If you want to measure staff wellbeing then one thing you can do is run a survey. If you are going to do this you will wan to make sure you achieve high participation from your staff/
Steps to achieve high participation
Obtaining a high response rate is important to ensure your results correctly reflect the situation in your school.
As a crude rule of thumb for a survey of this type, a response rate of over 50% could be considered adequate; over 60% desirable, over 70% good and more than 80% very good. When we work with schools, we always aim to achieve a minimum of 80%.
With a response rate of less than 50%, the data should be considered as indicative only, and treated with extreme caution.
There are several things you can do to encourage a good response rate before you start your survey. Not least is that staff should feel it is important, that their views matter and that they will be listened to and acted on. Steps you can take include:
- Publicising the survey; including supportive comments from senior management and staff/union representatives, where appropriate, and encouraging people to take part before it is distributed.
- Explaining to all staff: the purpose of the survey; why they should take part – what’s in it for them; how and when they will be receiving a link to the survey and can undertake it; how and when they will get feedback on results (at least at a summary level); and how actions will be taken to address findings.
- Ensuring anonymity of responses. This will encourage staff to give frank and honest feedback. A formal statement of anonymity at the beginning of the survey is the best way to do this. You should also reinforce this when writing to and talking with staff.
- Ensure line managers understand that the process is important and that they encourage their staff to take time to complete the survey.
- Giving people enough time to complete the survey (at least 10 / 15 minutes). Ideally allow staff to complete the survey in work time, where possible, rather than expecting them to complete it in their own time. We know that this provides much better response rates.
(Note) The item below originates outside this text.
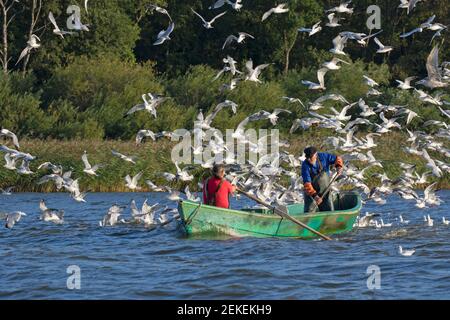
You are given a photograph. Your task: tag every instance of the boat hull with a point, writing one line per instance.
(200, 219)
- Continuing to publicise the survey throughout the process.
- Providing a contact person or persons for staff questions and support.
Example message to promote your staff wellbeing survey to staff
Below is an example message you can swipe or adapt to share with staff. You will have your own words and context and this just may help given how busy you will be. Just click below to open the message.
You will also want to support this through meetings, briefings and asking line managers to encourage their team members to take part..
Before launching your survey
It is important to plot the survey process. plan when and how findings will be fed back to staff and how you will engage with them in agreeing actions moving forward. Don’t wait until you have the results as you may end up feeding back too late and in a piecemeal way.
An effective plan that you stick to will help to ensure improving staff wellbeing is delivered coherently and becomes part of what you do each day, rather than a series of activities that address symptoms rather than causes.
It also makes it more likely that staff will continue to engage in solutions and participate in future surveys.